I continued with the blood transfusions regularly, tried to keep diligent blood sugar control although my sugars kept being volatile and treated my high blood pressure with the highest doses of multiple drugs to lower it. My whole system was disturbed and I was very nervous and stressed which did not help my recovery. I was told that I was a “walking stroke risk”, due to my blood pressure and was asked to avoid strenuous exercise and to try to “slow down”.

Finally, a wise friend of mine made me take serious time off. It was now the middle of June, and I asked to be off for the summer, which in Sweden is a time when people take between 4-6 weeks of holiday anyway. I tried to learn how to play golf, spent time with friends, ate healthy and watched an incredible amount of movies and caught up on TV shows.
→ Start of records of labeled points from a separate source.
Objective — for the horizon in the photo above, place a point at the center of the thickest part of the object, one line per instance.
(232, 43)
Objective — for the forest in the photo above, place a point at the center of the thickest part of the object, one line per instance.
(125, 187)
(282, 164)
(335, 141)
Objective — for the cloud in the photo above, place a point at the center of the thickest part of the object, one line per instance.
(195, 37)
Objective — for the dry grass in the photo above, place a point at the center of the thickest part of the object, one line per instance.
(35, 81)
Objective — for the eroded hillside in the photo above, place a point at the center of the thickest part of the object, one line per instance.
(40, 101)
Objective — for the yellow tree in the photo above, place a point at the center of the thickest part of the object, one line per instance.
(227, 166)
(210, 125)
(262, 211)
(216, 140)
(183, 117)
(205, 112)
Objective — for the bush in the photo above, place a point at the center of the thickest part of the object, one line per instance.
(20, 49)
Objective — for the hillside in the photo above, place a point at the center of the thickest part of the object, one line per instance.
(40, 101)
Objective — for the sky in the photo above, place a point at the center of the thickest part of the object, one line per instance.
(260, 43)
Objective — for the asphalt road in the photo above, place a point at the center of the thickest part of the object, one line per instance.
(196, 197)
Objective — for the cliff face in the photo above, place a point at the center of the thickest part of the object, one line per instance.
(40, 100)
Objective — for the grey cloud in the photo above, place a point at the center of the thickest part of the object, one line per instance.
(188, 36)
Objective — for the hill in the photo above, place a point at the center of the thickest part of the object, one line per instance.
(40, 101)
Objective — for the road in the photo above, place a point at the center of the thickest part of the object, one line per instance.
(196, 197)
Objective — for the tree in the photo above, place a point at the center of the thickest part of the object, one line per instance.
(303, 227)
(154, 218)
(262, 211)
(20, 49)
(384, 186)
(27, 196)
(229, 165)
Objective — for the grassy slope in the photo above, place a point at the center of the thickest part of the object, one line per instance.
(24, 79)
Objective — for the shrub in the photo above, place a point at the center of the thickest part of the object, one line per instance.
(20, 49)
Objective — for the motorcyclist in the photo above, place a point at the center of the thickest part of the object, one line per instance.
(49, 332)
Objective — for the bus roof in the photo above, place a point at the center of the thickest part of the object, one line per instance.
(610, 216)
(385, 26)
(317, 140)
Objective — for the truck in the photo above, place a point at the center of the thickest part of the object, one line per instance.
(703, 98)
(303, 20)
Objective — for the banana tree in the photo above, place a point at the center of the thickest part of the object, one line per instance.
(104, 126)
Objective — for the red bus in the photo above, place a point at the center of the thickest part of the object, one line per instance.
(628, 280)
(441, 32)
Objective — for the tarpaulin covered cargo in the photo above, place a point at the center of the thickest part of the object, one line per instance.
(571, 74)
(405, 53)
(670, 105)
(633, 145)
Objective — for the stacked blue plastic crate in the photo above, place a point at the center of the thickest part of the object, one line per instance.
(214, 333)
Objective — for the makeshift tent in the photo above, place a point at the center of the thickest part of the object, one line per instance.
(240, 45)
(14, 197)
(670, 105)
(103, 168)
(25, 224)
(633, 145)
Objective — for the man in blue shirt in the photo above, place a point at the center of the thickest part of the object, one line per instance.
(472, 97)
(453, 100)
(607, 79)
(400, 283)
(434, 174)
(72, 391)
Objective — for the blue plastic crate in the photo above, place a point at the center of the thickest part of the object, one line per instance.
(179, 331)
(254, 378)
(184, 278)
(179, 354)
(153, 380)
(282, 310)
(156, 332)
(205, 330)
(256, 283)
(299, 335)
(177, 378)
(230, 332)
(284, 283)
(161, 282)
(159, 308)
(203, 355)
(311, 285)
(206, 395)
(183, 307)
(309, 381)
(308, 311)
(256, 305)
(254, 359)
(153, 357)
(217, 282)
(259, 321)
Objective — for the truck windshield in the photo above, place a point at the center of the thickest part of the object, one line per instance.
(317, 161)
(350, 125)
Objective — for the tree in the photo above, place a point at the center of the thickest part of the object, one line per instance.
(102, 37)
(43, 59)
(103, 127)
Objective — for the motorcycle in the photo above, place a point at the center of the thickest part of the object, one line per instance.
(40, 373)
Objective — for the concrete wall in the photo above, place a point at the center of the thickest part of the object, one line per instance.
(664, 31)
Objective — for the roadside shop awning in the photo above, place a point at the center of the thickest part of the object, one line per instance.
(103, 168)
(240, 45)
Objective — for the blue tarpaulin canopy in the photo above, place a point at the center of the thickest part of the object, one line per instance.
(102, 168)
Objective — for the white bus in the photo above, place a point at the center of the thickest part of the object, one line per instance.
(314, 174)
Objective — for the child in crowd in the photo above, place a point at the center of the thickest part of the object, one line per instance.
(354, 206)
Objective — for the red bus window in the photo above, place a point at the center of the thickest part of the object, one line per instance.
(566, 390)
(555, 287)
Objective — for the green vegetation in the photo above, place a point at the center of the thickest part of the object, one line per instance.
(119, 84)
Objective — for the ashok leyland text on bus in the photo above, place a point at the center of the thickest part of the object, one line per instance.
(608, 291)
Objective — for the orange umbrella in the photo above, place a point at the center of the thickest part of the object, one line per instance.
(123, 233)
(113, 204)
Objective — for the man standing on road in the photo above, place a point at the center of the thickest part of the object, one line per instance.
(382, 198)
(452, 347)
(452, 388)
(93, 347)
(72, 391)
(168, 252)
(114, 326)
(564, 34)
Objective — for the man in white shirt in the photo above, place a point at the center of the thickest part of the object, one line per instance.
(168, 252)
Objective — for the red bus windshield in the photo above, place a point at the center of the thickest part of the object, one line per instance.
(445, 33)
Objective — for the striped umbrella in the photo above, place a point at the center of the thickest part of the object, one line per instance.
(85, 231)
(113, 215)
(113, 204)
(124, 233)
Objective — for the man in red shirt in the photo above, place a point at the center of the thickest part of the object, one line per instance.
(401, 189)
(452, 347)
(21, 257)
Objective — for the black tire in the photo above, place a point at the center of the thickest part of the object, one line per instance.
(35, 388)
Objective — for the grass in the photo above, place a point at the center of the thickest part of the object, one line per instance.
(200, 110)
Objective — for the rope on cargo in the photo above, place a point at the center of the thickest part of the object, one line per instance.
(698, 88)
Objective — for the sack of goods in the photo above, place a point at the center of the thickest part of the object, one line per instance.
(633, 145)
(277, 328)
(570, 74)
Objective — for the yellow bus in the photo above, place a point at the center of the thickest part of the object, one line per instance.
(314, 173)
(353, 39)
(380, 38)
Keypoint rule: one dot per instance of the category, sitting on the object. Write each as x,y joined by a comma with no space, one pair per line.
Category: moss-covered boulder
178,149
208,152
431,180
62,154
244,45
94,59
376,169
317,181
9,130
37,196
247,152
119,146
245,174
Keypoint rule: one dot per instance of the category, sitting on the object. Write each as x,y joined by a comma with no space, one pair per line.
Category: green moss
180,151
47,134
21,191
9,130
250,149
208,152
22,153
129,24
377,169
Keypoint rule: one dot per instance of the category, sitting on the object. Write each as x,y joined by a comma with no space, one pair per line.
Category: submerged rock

My future was uncertain but a plan was beginning to take shape in that I knew I had to get more directly involved in articulating the voice of patients and fighting for the acceptance of patients “at the table of decision-making” going forward.

It is now 9 years later, a new kidney, new pancreas and a pacemaker have been transplanted and implanted into my body, but I am back in shape and I am running a company, Lyfebulb, that intends to connect, inspire and impact people living with chronic disease.

I do not have to take insulin any longer thanks to the pancreas, and my blood pressure is stabilized and my new kidney manages well to take care of electrolytes and hemoglobin levels.

I will never forget that spring of 2007, but I have tried to avoid thinking about it since it was probably the worst time of my life to date. Thanks to my parents, sisters, my friends and colleagues and of course the doctors and nurses who treated me, I am alive and prospering. I hope no one ever has to go through what I went through that year, but memories from that time are beginning to trigger feelings of nostalgia instead of despair and I take that as a positive and a sign of human survival instincts.